Discussions | Notion

Notes / Discussion points

Issue: It would make sense to use pytorch-lightning to perform the training, ray to distribute training over compute instances and dvc to control every aspect that should be reproducible (pytorch-lighning, ray and dvc can be easily combined). The latter includes the training dataset. Ideally, we want to define a given ml experiment in one or more dvc.yaml files so they can be easily reproduced, but also to make any change to training/data processing traceable. We have worked under the assumption that we should use QCArchive as our primary data API and upload to zenodo hdf5 for each dataset. An alternative would be dataset-registry from dvc. Should we focus on the dvc as our primary storage hub for all the data that is needed for a ml experiment? Instead of focusing on a mixture of zenodo/QCArchive, we can use dvc for model, parameter (and hyperparameter including everything needed to reproduce the training) and dataset storage/management (I propose to use it for model and parameter storage in any case). QCArchive would then only be used for the active training pipeline to generate new data points.

What we decided: We decided to use QCArchive or other data sources for data, but then restructure this data into hdf5 files that we will upload to zenodo. These hdf5 files will serve as the main way to load data into the package. Since different datasets may have different properties, different formats, and potentially different labels for the same properties, we will need to create unique converters for each dataset, but we should be able to mostly standardize the hdf5 files we generate, and thus loading into modelforge should be similar for each dataset. Implementing individual classes (i.e., a custom child class of dataset) would resolve any subtle issues between data formats that may occur.
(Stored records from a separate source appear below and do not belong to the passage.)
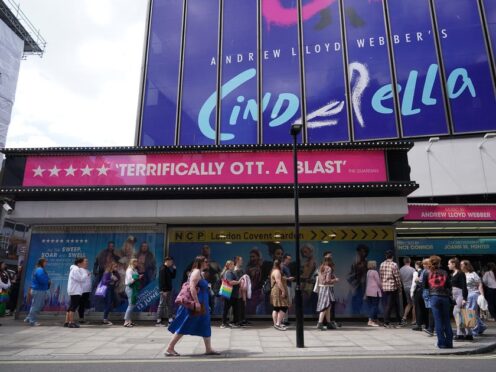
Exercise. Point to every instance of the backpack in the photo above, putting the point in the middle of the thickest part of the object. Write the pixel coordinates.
(437, 280)
(267, 287)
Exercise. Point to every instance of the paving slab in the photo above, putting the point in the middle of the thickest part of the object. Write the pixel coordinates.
(95, 341)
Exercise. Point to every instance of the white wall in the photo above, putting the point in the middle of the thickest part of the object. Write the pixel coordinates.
(11, 48)
(454, 167)
(211, 211)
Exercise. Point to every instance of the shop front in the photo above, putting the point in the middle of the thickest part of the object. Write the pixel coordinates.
(226, 201)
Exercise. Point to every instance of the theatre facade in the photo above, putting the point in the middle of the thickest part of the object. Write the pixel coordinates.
(396, 150)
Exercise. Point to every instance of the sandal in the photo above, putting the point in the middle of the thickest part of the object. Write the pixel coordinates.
(213, 353)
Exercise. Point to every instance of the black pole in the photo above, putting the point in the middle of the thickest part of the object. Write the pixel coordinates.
(298, 299)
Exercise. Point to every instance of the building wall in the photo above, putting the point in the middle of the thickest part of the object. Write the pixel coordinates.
(11, 47)
(454, 167)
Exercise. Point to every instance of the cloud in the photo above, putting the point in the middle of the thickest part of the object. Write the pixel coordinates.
(85, 90)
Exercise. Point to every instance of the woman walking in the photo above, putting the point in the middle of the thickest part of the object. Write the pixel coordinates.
(439, 286)
(426, 263)
(4, 288)
(489, 280)
(278, 296)
(421, 314)
(132, 287)
(460, 293)
(40, 284)
(77, 278)
(194, 322)
(111, 279)
(373, 291)
(326, 292)
(229, 276)
(475, 289)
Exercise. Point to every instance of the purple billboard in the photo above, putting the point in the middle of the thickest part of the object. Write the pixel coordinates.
(229, 72)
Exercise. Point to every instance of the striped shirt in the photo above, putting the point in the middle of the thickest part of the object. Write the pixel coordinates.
(390, 276)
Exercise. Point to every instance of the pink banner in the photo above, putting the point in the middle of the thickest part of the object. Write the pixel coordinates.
(206, 168)
(451, 213)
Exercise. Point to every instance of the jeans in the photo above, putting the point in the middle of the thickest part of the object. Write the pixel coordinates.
(164, 306)
(373, 304)
(480, 327)
(441, 310)
(391, 302)
(37, 303)
(458, 297)
(109, 299)
(491, 301)
(130, 307)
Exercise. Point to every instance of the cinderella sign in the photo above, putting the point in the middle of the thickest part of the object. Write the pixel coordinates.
(349, 79)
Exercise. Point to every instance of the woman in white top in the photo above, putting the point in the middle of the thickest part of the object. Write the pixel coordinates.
(131, 281)
(475, 289)
(489, 280)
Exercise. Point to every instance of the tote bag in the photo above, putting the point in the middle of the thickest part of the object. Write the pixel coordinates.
(225, 289)
(469, 318)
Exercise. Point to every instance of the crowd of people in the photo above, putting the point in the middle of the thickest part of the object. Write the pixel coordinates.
(432, 295)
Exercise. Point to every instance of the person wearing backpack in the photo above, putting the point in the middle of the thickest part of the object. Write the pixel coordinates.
(439, 285)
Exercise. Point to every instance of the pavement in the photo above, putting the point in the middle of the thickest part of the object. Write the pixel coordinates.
(94, 341)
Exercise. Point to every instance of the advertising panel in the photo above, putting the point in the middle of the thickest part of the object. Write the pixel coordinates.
(280, 70)
(217, 168)
(160, 96)
(351, 249)
(417, 70)
(459, 246)
(325, 80)
(199, 77)
(470, 84)
(239, 115)
(412, 54)
(61, 249)
(369, 70)
(451, 213)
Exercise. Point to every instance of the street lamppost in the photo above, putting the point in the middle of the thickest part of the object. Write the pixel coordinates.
(295, 130)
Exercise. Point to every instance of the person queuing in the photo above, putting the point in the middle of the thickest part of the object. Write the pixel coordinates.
(373, 293)
(391, 284)
(4, 288)
(40, 283)
(439, 286)
(426, 263)
(77, 278)
(326, 292)
(132, 286)
(459, 293)
(489, 280)
(85, 296)
(111, 279)
(475, 289)
(166, 274)
(278, 296)
(406, 275)
(194, 322)
(286, 272)
(421, 313)
(231, 303)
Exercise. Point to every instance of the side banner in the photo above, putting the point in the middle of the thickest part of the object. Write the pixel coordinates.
(61, 249)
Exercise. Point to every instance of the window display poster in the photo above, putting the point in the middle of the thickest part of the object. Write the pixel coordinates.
(259, 248)
(61, 249)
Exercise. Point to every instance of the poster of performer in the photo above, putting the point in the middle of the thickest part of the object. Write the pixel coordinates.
(101, 249)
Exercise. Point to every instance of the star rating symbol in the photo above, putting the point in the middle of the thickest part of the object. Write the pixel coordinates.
(38, 172)
(86, 171)
(70, 171)
(103, 170)
(54, 171)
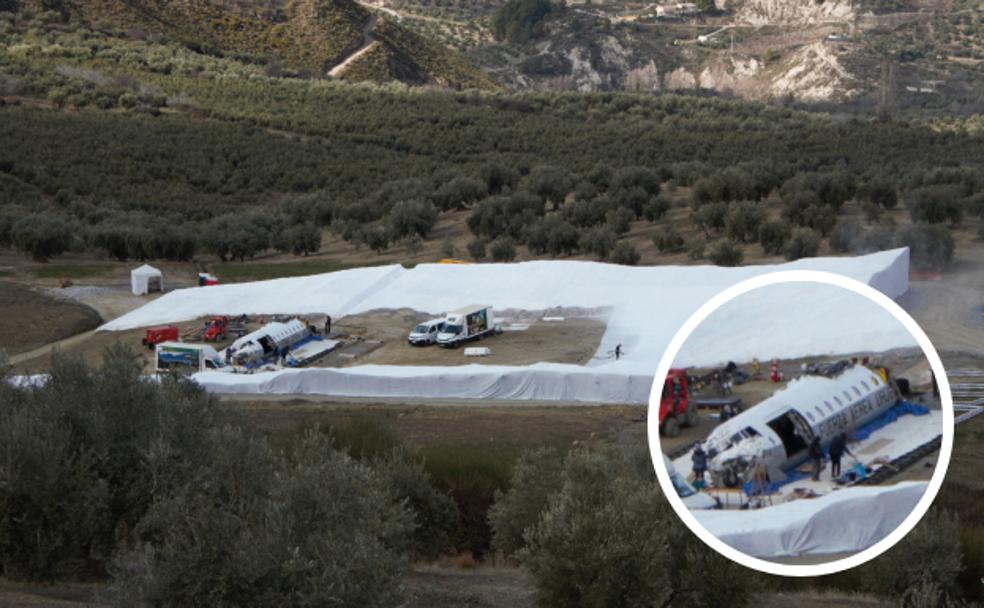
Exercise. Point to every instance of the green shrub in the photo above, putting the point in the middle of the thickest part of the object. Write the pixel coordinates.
(845, 235)
(804, 243)
(476, 249)
(598, 241)
(773, 236)
(85, 456)
(42, 236)
(656, 208)
(447, 248)
(936, 204)
(607, 537)
(411, 217)
(710, 218)
(314, 529)
(625, 253)
(931, 246)
(669, 240)
(461, 192)
(695, 251)
(880, 191)
(535, 477)
(503, 249)
(434, 513)
(615, 526)
(743, 220)
(726, 253)
(930, 552)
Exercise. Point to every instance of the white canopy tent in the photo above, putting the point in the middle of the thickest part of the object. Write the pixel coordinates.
(146, 279)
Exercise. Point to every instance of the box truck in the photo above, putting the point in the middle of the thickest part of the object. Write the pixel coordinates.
(470, 323)
(184, 358)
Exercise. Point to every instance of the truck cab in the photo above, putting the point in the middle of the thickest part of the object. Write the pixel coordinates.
(426, 333)
(676, 409)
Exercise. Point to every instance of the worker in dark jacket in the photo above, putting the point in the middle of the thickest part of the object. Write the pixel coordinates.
(838, 446)
(816, 455)
(699, 459)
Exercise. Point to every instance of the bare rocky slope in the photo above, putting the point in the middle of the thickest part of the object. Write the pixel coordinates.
(805, 50)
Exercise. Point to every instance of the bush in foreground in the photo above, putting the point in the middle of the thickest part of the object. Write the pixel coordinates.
(103, 470)
(804, 243)
(596, 531)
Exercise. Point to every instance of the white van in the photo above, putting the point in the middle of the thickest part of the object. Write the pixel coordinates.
(425, 333)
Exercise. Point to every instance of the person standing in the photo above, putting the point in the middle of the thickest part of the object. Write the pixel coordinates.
(816, 455)
(699, 460)
(838, 447)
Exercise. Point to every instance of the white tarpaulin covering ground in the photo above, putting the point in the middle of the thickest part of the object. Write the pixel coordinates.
(845, 521)
(646, 306)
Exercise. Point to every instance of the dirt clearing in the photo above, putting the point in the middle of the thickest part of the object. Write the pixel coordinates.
(30, 318)
(531, 424)
(573, 340)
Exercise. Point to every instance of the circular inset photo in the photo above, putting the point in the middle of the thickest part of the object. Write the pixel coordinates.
(800, 423)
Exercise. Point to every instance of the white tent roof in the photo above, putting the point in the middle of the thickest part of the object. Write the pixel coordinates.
(145, 271)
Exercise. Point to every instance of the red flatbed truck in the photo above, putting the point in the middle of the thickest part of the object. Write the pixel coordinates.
(676, 409)
(216, 328)
(157, 335)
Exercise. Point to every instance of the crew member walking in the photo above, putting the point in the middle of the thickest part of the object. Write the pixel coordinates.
(838, 447)
(816, 455)
(699, 459)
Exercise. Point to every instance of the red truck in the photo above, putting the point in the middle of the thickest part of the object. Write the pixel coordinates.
(676, 409)
(162, 333)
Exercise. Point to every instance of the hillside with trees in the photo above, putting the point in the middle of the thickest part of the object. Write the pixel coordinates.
(98, 125)
(306, 38)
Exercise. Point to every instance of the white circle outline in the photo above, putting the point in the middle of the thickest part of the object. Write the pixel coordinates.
(800, 276)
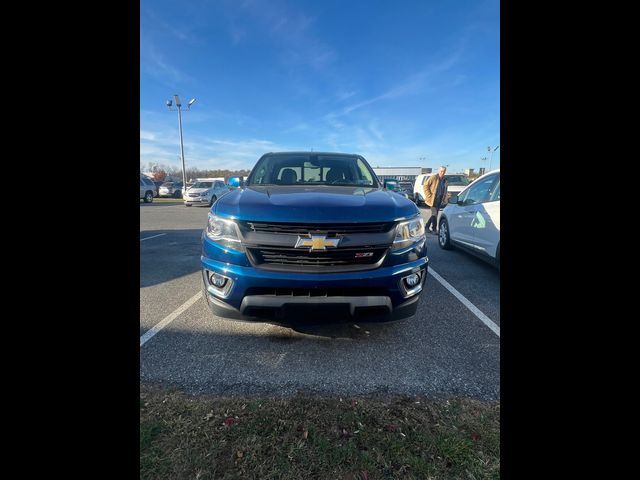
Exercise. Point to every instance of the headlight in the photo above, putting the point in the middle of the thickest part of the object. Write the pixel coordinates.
(224, 232)
(409, 232)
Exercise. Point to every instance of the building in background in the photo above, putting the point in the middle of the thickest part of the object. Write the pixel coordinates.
(402, 174)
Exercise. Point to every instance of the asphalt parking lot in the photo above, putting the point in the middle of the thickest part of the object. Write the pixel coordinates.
(451, 347)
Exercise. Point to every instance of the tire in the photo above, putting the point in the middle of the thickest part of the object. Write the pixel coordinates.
(444, 238)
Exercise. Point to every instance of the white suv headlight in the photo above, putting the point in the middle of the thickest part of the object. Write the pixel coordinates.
(224, 232)
(409, 232)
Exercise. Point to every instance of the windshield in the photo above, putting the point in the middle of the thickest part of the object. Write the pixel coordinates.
(312, 169)
(458, 180)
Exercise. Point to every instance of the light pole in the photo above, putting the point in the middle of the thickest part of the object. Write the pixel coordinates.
(491, 159)
(179, 105)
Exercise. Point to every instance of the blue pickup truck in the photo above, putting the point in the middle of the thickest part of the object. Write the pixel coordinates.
(313, 235)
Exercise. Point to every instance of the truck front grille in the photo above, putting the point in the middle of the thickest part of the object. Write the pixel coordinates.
(304, 229)
(296, 259)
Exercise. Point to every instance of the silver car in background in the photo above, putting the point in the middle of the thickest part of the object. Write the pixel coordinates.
(171, 189)
(205, 192)
(148, 189)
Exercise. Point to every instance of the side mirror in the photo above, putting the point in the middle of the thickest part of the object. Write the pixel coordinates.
(235, 182)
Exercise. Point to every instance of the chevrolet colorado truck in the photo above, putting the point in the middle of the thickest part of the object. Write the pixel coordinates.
(313, 234)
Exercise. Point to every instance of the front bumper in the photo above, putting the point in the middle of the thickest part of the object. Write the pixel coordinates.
(388, 299)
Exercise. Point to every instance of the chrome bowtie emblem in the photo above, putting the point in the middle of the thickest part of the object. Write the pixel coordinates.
(317, 242)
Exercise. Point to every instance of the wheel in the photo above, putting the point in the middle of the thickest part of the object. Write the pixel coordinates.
(444, 239)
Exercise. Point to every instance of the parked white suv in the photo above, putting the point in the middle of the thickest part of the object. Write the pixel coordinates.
(471, 220)
(148, 189)
(205, 192)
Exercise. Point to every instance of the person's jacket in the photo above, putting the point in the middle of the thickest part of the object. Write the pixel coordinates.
(431, 187)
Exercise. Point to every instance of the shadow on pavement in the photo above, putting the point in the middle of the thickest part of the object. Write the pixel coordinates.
(173, 255)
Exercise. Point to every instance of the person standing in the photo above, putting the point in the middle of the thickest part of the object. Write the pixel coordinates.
(435, 193)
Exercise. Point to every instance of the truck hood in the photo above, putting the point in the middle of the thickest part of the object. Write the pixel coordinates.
(321, 204)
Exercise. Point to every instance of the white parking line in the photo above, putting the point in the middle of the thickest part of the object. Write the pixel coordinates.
(168, 319)
(154, 236)
(486, 320)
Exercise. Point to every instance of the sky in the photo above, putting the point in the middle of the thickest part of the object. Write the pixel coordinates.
(402, 83)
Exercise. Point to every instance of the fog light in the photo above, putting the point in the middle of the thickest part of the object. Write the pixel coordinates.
(412, 280)
(217, 280)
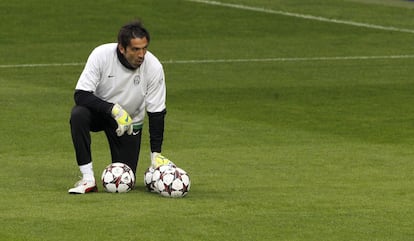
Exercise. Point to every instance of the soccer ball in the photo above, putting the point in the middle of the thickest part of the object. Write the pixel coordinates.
(118, 177)
(150, 178)
(173, 181)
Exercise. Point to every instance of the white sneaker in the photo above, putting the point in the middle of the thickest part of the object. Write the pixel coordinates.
(84, 186)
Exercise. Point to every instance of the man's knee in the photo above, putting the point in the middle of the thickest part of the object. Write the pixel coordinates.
(80, 115)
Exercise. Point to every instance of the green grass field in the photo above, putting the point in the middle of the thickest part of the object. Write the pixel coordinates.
(293, 125)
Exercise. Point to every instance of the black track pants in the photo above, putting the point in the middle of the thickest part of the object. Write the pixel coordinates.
(124, 149)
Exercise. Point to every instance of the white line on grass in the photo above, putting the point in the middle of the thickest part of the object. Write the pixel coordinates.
(212, 61)
(304, 16)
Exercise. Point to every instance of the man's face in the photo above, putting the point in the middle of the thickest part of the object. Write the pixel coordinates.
(134, 53)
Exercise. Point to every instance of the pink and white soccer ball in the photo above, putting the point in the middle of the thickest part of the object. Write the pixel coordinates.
(173, 181)
(118, 177)
(150, 178)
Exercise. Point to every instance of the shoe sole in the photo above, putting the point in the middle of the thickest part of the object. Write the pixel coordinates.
(91, 189)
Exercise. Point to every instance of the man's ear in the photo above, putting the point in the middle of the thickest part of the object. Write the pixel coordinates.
(121, 49)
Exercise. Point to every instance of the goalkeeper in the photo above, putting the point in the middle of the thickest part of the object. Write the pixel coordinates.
(119, 84)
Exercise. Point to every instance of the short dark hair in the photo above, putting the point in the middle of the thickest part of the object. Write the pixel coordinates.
(131, 30)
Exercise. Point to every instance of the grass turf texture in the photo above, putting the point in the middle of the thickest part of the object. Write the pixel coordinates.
(296, 150)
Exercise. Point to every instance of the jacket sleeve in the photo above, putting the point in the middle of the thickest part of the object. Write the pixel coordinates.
(89, 100)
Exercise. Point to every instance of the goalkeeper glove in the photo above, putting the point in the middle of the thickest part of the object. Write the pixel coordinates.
(123, 120)
(158, 160)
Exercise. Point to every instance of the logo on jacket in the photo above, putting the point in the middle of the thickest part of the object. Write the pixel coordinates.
(137, 79)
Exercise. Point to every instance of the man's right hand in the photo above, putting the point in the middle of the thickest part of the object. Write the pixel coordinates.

Issue: the scope of QCArchive for retrieving and storing datasets is not fully clear. Currently (2023 August), support for the old version has effectively stopped in favor of development of the new version (and site review), however, the new version (’next’ branch) is still not quite ready for production. Problems we’ve encountered with QCArchive (and their solutions):

The next branch does not provide an hdf5 dataview (as was available for some datasets in the old version). Datasets must be retrieved record-by-record which is slow. It took ~15 hours to fetch the QM9 dataset of ~135K records.
- Sped this up using concurrent.futures to perform multithreading (48 threads appeared optimal on Chris’ 8 core machine), reducing download time to a more reasonable 30 minutes.
  - Todo: discuss with Ben plans/options during weekly QCArchie sync to improve ability to download whole datasets.
Frequently lose connection to QCPortal while fetching records
- Code implemented to reconnect in case of a failure automatically. Use sqlitedict to store records in a persistent local database to avoid refetching records that have already been downloaded
  - Todo: discuss with Ben plans/options during weekly QCArchie sync for local storage (relates to point above as well re: hdf5). Note DBM is implemented in the code (although not in the conda release yet) to avoid refetching records that have already been downloaded within a python kernel, but this appears to be a temporary cache, not a local storage solution.
In the next branch, the SPICE datasets do not seem to include the actual QM data, only the molecule overview.
- Todo: discuss during QCArchive meeting